Allonger les patients, c'est une idée de Freud. Pas forcément pour dormir à l'abri du regard du patient allongé, mais pour pouvoir écouter les gens en toute liberté; ne pas être sollicité par le regard de l'autre toute la journée («ce qui est assez dur car on doit rester relativement neutre», souligne Martine Fabre). Surtout, la pensée ne fonctionne pas de la même façon: en face-à-face, le patient guette l'approbation, le sourire. Il va forcément en faire des déductions, et pendant qu'il cherche dans le regard les réactions de son psy, le patient est moins concentré sur sa propre pensée: la pensée est plus introspective quand on est allongé. Et le psy peut se laisser remplir par la parole et l'analyser avec davantage d'acuité.

Comportementalisme et introspection

Pour en être plus proches, In Treatment et Les Soprano ne sont pas pour autant tout à fait conformes à la réalité. Déjà, la thérapie est condensée: une séance d'une heure est représentée à l'écran par une vingtaine de minutes. Une thérapie réelle implique un long et lent travail. Or, dans Les Soprano comme dans In Treatment, on observe peu de silences entre le thérapeute et son patient. Les dialogues sont plus vifs, plus agressifs, pour alimenter l'attention du spectateur: il s'agit davantage d'une confrontation que d'un dialogue, pour créer une tension narrative. Les percées des patients surviennent donc plus vite que dans la vie réelle.

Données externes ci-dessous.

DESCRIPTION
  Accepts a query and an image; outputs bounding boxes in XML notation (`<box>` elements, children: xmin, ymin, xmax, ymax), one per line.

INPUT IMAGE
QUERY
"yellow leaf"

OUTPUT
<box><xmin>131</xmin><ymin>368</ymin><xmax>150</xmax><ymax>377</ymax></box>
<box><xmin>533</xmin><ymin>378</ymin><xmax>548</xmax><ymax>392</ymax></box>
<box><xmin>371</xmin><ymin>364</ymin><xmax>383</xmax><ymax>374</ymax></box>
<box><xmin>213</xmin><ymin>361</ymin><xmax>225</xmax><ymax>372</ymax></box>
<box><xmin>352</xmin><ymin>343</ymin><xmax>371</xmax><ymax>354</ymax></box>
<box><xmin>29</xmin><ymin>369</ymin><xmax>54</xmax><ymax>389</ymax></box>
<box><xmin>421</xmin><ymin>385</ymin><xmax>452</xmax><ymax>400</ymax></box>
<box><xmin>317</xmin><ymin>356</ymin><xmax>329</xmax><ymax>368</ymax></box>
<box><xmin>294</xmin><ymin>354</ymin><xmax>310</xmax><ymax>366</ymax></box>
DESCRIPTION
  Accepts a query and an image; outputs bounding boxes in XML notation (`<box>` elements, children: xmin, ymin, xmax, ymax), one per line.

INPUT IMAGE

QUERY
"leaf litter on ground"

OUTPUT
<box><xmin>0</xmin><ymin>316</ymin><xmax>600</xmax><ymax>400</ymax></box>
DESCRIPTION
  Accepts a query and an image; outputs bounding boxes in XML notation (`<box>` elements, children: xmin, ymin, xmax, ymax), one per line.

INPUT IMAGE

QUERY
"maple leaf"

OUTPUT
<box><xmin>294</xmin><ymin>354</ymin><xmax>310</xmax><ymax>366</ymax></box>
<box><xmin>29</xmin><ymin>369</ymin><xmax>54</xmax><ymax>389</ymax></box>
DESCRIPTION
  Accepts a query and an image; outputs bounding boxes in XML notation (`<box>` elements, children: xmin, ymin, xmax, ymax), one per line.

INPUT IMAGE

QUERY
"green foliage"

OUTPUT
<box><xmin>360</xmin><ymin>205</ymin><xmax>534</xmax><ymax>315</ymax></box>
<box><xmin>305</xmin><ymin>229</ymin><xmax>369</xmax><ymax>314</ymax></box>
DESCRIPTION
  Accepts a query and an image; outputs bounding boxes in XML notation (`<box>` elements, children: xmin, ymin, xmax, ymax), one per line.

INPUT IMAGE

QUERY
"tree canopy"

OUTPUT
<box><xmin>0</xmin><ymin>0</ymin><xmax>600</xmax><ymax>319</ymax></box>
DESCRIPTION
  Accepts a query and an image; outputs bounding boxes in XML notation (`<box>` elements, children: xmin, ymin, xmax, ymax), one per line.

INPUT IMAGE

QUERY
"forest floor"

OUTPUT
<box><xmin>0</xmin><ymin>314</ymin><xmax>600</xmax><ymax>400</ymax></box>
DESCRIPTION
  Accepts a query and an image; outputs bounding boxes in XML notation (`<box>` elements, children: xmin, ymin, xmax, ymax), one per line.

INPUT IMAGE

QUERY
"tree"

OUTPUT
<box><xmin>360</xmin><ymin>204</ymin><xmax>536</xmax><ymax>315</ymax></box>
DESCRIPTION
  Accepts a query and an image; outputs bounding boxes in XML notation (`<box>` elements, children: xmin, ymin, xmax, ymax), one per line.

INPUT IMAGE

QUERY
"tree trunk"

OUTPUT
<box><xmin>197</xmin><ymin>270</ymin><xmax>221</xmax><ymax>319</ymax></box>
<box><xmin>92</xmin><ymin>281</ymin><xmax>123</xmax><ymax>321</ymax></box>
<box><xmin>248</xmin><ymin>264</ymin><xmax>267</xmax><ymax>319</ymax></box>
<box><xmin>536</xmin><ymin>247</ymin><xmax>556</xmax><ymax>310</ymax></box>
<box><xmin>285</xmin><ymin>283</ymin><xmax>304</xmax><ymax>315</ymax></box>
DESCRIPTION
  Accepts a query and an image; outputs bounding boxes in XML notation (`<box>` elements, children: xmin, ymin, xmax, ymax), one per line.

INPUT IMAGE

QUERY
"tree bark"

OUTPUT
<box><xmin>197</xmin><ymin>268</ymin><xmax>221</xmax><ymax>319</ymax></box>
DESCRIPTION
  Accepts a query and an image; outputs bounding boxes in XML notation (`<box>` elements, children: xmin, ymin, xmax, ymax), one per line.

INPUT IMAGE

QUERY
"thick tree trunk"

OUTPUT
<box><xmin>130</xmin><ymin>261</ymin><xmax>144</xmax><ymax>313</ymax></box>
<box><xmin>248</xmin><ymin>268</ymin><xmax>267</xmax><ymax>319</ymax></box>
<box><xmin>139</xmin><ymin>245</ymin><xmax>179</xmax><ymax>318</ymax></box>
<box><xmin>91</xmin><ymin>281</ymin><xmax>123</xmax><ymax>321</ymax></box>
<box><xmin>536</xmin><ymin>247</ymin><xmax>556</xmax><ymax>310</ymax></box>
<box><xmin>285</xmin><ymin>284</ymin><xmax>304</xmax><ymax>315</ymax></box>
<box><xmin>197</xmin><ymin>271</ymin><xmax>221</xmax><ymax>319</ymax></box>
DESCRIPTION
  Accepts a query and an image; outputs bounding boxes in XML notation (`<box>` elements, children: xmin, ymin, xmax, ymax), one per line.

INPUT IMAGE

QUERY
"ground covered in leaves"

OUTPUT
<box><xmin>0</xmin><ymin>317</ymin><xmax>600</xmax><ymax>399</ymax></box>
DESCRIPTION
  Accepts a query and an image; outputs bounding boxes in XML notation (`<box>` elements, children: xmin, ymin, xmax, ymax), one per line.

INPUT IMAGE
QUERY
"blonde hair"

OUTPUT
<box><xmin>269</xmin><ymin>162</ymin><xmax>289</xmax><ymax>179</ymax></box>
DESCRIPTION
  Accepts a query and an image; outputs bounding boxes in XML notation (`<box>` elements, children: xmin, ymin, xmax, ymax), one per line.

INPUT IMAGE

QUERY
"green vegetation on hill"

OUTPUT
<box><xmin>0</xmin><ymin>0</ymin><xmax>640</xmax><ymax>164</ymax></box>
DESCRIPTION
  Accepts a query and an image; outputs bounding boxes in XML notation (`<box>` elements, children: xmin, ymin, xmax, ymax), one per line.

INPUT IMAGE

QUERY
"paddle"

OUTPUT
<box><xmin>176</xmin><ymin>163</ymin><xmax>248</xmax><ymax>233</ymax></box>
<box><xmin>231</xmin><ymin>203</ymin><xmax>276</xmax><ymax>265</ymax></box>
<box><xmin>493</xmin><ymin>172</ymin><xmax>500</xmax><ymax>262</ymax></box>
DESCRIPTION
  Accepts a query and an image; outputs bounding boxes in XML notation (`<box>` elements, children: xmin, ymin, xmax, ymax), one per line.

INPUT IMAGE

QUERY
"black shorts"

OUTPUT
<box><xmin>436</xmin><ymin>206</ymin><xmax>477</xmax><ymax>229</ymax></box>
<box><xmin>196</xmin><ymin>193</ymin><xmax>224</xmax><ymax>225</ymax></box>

Les séries choisissent aussi de montrer des patients avec de graves problèmes: tous les patients des psychanalystes ne sont pas mafieux, suicidaires, atteints de cancer ou responsables de meurtres à grande échelle (même si mafieux est sans doute un métier difficile incitant à faire appel à un psy). In Treatment est également assez peu réaliste dans le but de faire avancer l'action: un psychanalyste qui, comme Paul Weston, ouvrirait sa salle de bain pleine de médicaments à une patiente suicidaire (la jeune Sophie qui en profite pour ingurgiter ce qui lui tombe sous la main) ferait une grave faute professionnelle.

De manière plus générale, les séries et films américains ne représentent pas de façon très précise la réalité des thérapies françaises, c'est aussi parce que d'un côté et de l'autre de l'Atlantique, les méthodes divergent. Aux Etats-Unis, l'approche est souvent plus comportementaliste. Cela implique beaucoup l'extérieur: l'approche «behavioriste» estime que la plupart de nos comportements viennent de l'extérieur, de notre société, culture, environnement. «L'inconscient leur parle moins, précise Martine Fabre. En France, on est assez orthodoxes, on tient à notre inconscient.»